Ясными, дерзкими и яркими были также творения Александра Гамильтона; и его литературные заслуги перед Революцией вряд ли будут недооценены в большей степени, чем заслуги Томаса Пейна. Они начались с той юношеской речи в «Полях» Нью-Йорка в 1774 году и с «Опровержения фермера» — ответа на «Вестчестерского фермера» Сэмюэла Сибури. Они продолжились в необыкновенных письмах, написанных во время военной службы Гамильтона и посвященных недостаткам Статей Конфедерации и финансов Конфедерации. Гамильтон внес лишь незначительный вклад в реальное устройство новой Конституции, но в качестве дебатера он великолепно и триумфально боролся за ее принятие Конвентом штата Нью-Йорк в 1788 году. Совместно с Джеем и Мэдисоном он защищал фундаментальные принципы Федеративного Союза в замечательной серии статей, известных как «Федералист». Эти восемьдесят пять статей, публиковавшихся под подписью «Публий» в двух нью-йоркских газетах в период с октября 1787 по апрель 1788 года, были задуманы во многом благодаря Гамильтону, который написал больше половины из них самостоятельно. По своему стилю они весьма напоминают солидную литературу британских вигов, а в отношении политической теории имеют мало общего с революционной литературой, которую мы рассматривали. Рассуждения отличаются точностью, стиль — энергичностью, но при этом они не согреты страстью и не окрашены индивидуальными эмоциями автора. «Федералист» остается классическим примером гражданского достоинства нашей послереволюционной американской политической публицистики — широкой по своему социальному кругозору, отлично осведомленной о прошлом, уверенной — но не безрассудной — в будущем. Многие американцы читают его и поныне, хотя Томас Пейн показал бы им чересчур шокирующим, а Эдмунд Бёрк — скучным. В нем нет литературного гения ни одного из этих писателей, однако его формирующее влияние на сменяющие друг друга поколения политических мыслителей было неизменно устойчивым и здравым.

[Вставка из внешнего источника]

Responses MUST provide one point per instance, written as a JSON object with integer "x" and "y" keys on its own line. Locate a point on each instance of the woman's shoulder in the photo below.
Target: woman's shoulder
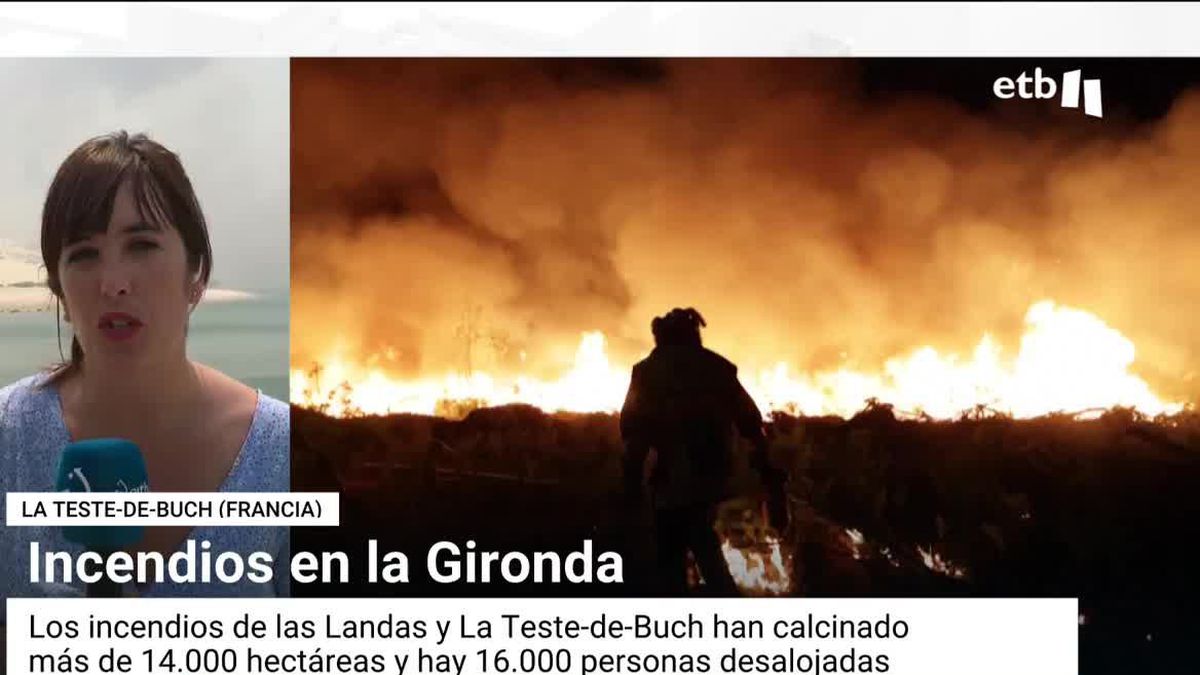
{"x": 28, "y": 395}
{"x": 273, "y": 419}
{"x": 267, "y": 455}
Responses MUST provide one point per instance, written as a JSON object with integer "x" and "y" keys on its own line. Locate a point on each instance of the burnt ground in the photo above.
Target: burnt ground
{"x": 1103, "y": 509}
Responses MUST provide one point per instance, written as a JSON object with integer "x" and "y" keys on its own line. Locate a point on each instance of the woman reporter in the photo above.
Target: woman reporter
{"x": 127, "y": 256}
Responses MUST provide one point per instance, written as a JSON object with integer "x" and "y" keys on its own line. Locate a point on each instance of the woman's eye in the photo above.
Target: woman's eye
{"x": 81, "y": 255}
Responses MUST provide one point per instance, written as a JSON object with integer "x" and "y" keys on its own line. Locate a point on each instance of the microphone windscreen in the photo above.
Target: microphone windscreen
{"x": 102, "y": 465}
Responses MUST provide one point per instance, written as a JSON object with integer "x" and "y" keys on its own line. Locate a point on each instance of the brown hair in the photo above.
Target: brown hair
{"x": 79, "y": 204}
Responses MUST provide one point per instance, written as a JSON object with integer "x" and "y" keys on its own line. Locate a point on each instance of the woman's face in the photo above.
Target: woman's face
{"x": 127, "y": 288}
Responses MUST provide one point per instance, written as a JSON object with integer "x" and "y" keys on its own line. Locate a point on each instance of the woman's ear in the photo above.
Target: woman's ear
{"x": 196, "y": 291}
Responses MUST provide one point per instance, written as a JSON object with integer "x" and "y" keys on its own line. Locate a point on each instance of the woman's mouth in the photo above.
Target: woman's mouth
{"x": 119, "y": 326}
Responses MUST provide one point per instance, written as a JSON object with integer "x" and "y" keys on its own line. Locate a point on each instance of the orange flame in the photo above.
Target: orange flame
{"x": 759, "y": 569}
{"x": 1068, "y": 360}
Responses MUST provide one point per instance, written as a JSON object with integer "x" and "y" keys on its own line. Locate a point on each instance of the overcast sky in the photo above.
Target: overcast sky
{"x": 226, "y": 118}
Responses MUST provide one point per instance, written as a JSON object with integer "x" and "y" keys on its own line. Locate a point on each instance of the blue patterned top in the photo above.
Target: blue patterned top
{"x": 33, "y": 432}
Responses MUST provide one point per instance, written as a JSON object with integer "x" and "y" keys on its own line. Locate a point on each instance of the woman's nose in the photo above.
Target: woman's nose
{"x": 115, "y": 281}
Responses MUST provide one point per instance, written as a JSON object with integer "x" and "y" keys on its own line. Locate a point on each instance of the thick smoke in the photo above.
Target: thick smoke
{"x": 483, "y": 214}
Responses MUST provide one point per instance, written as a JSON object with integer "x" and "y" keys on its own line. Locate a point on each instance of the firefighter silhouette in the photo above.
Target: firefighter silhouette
{"x": 685, "y": 402}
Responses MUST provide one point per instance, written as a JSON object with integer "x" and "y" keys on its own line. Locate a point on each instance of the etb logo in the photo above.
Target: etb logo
{"x": 1041, "y": 87}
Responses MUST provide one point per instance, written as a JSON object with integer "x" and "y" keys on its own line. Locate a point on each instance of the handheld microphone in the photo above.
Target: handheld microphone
{"x": 102, "y": 465}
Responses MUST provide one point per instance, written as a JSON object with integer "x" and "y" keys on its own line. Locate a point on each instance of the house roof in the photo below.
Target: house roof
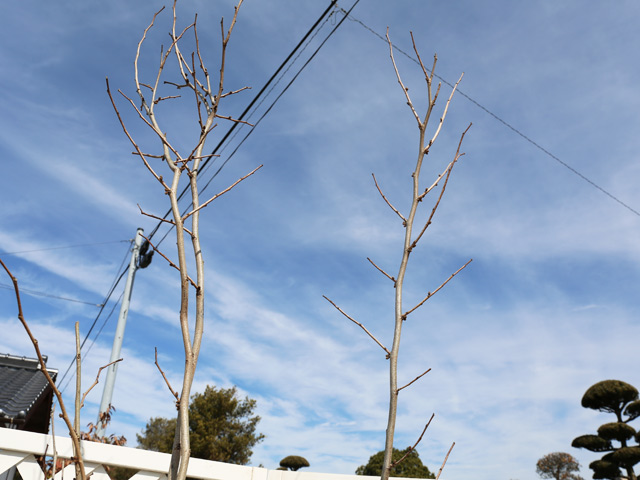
{"x": 25, "y": 394}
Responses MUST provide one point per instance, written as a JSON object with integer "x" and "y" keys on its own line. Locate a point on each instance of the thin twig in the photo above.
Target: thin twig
{"x": 171, "y": 222}
{"x": 360, "y": 325}
{"x": 184, "y": 217}
{"x": 411, "y": 449}
{"x": 414, "y": 380}
{"x": 435, "y": 184}
{"x": 234, "y": 120}
{"x": 233, "y": 92}
{"x": 175, "y": 394}
{"x": 404, "y": 220}
{"x": 382, "y": 271}
{"x": 43, "y": 368}
{"x": 95, "y": 382}
{"x": 431, "y": 294}
{"x": 135, "y": 145}
{"x": 155, "y": 249}
{"x": 444, "y": 187}
{"x": 444, "y": 114}
{"x": 445, "y": 460}
{"x": 404, "y": 89}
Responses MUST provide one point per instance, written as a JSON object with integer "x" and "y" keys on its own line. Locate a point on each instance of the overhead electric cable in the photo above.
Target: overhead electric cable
{"x": 86, "y": 353}
{"x": 60, "y": 248}
{"x": 284, "y": 90}
{"x": 48, "y": 295}
{"x": 504, "y": 122}
{"x": 246, "y": 110}
{"x": 115, "y": 283}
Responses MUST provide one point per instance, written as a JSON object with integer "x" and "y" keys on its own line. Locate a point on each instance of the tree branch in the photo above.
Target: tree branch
{"x": 359, "y": 324}
{"x": 170, "y": 222}
{"x": 404, "y": 89}
{"x": 96, "y": 380}
{"x": 404, "y": 220}
{"x": 175, "y": 394}
{"x": 431, "y": 294}
{"x": 382, "y": 271}
{"x": 411, "y": 449}
{"x": 414, "y": 380}
{"x": 155, "y": 249}
{"x": 184, "y": 217}
{"x": 445, "y": 460}
{"x": 75, "y": 440}
{"x": 444, "y": 186}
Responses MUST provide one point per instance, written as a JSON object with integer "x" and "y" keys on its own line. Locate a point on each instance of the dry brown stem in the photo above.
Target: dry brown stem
{"x": 187, "y": 215}
{"x": 194, "y": 76}
{"x": 445, "y": 460}
{"x": 404, "y": 220}
{"x": 175, "y": 394}
{"x": 155, "y": 249}
{"x": 382, "y": 271}
{"x": 415, "y": 379}
{"x": 431, "y": 294}
{"x": 411, "y": 449}
{"x": 95, "y": 382}
{"x": 75, "y": 440}
{"x": 358, "y": 323}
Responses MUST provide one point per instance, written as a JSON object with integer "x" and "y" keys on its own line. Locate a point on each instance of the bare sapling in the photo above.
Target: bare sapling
{"x": 74, "y": 428}
{"x": 411, "y": 239}
{"x": 191, "y": 76}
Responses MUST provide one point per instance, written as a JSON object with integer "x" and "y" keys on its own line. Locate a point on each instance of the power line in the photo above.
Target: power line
{"x": 504, "y": 122}
{"x": 67, "y": 246}
{"x": 224, "y": 139}
{"x": 63, "y": 388}
{"x": 43, "y": 294}
{"x": 115, "y": 283}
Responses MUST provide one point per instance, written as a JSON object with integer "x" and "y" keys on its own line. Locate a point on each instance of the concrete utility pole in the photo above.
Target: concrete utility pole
{"x": 135, "y": 263}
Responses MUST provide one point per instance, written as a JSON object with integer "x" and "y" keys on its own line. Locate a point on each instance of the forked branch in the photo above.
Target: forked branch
{"x": 431, "y": 294}
{"x": 445, "y": 460}
{"x": 187, "y": 215}
{"x": 411, "y": 449}
{"x": 404, "y": 220}
{"x": 359, "y": 324}
{"x": 175, "y": 394}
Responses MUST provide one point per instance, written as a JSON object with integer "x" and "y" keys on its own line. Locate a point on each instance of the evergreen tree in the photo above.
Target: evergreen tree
{"x": 558, "y": 466}
{"x": 621, "y": 399}
{"x": 222, "y": 427}
{"x": 410, "y": 467}
{"x": 293, "y": 463}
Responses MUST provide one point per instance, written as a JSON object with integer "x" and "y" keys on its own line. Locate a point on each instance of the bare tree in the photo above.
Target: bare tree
{"x": 74, "y": 428}
{"x": 192, "y": 77}
{"x": 418, "y": 194}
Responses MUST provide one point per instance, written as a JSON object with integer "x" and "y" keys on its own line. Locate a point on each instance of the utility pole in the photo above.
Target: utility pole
{"x": 139, "y": 259}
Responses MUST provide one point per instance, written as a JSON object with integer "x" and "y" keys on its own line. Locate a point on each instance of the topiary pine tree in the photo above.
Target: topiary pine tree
{"x": 293, "y": 463}
{"x": 621, "y": 399}
{"x": 410, "y": 467}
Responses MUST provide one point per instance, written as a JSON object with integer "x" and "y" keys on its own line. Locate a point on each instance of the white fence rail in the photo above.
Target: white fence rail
{"x": 18, "y": 449}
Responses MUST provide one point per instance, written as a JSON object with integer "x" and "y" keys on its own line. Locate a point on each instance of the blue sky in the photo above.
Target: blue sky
{"x": 547, "y": 308}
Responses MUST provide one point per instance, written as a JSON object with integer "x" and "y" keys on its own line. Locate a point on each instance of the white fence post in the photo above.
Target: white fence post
{"x": 18, "y": 449}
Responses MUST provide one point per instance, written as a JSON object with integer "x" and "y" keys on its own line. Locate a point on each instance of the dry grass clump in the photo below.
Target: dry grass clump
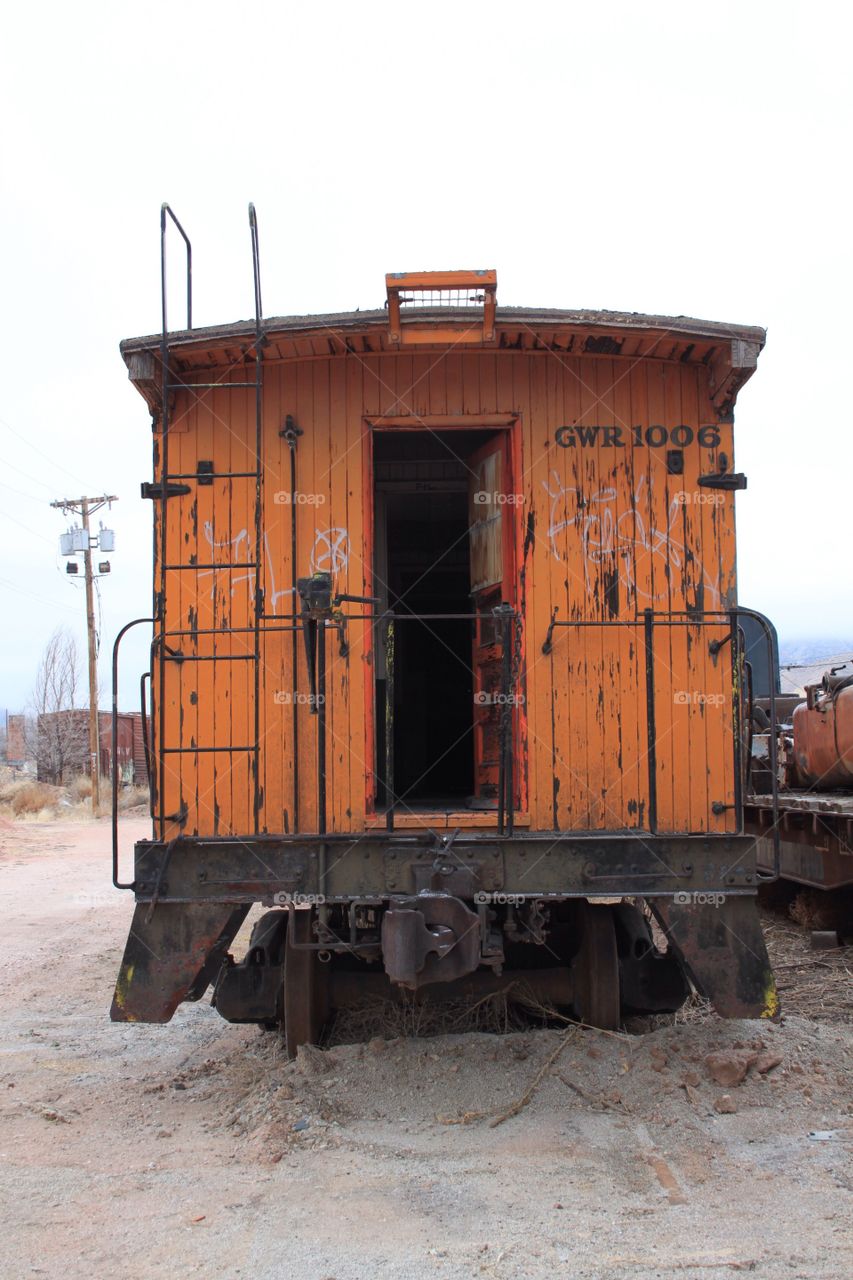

По сути, нашу гражданскую литературу невозможно понять должным образом, если не упустить из виду тот факт, что ее воздействие часто зависело не от простого словесного мастерства, а от веса стоявшей за словами личности. Так, строгий и сдержанный Джордж Вашингтон говорит о Конституции 1787 года: «Давайте поднимем знамя, к которому смогут примкнуть мудрые и честные; исход в руке Божьей». Вся личность великого виргинца стоит за этим простым, совершенным предложением. Оно заставляет нас подняться с мест, подобно государственному гимну.

Один американец, вне сомнений, наш самый одаренный литератор того столетия, провел большую часть периода Революции за границей, на службе своей стране. Бенджамину Франклину было пятьдесят девять лет в год принятия Акта о гербовом сборе. Когда он вернулся из Франции в 1785 году, ему исполнилось семьдесят девять, но он продолжал писать столь же восхитительно, как и прежде, вплоть до своей кончины в восемьдесят четыре года. Мы не можем завершить рассказ об этом удивительном, разностороннем и обаятельном американце лучше, чем процитировав письмо, которое Джордж Вашингтон написал ему в сентябре 1789 года. В нем ощущаются достоинство и официальность XVIII века, но оно согрето испытанной дружбой и пылает глубоким человеческим чувством: «Если для человеческого ума может быть отрадой почтение за благожелательность, восхищение талантами, уважение за патриотизм и любовь за филантропию, то вы должны испытывать приятное утешение от сознания того, что прожили жизнь не напрасно. И я тешу себя надеждой, что среди наименее отрадных событий вашей жизни не затеряется уверенность в том, что до тех пор, пока я сохраняю память, вы будете вспоминаться с уважением, почтением и любовью вашим искренним другом Джорджем Вашингтоном».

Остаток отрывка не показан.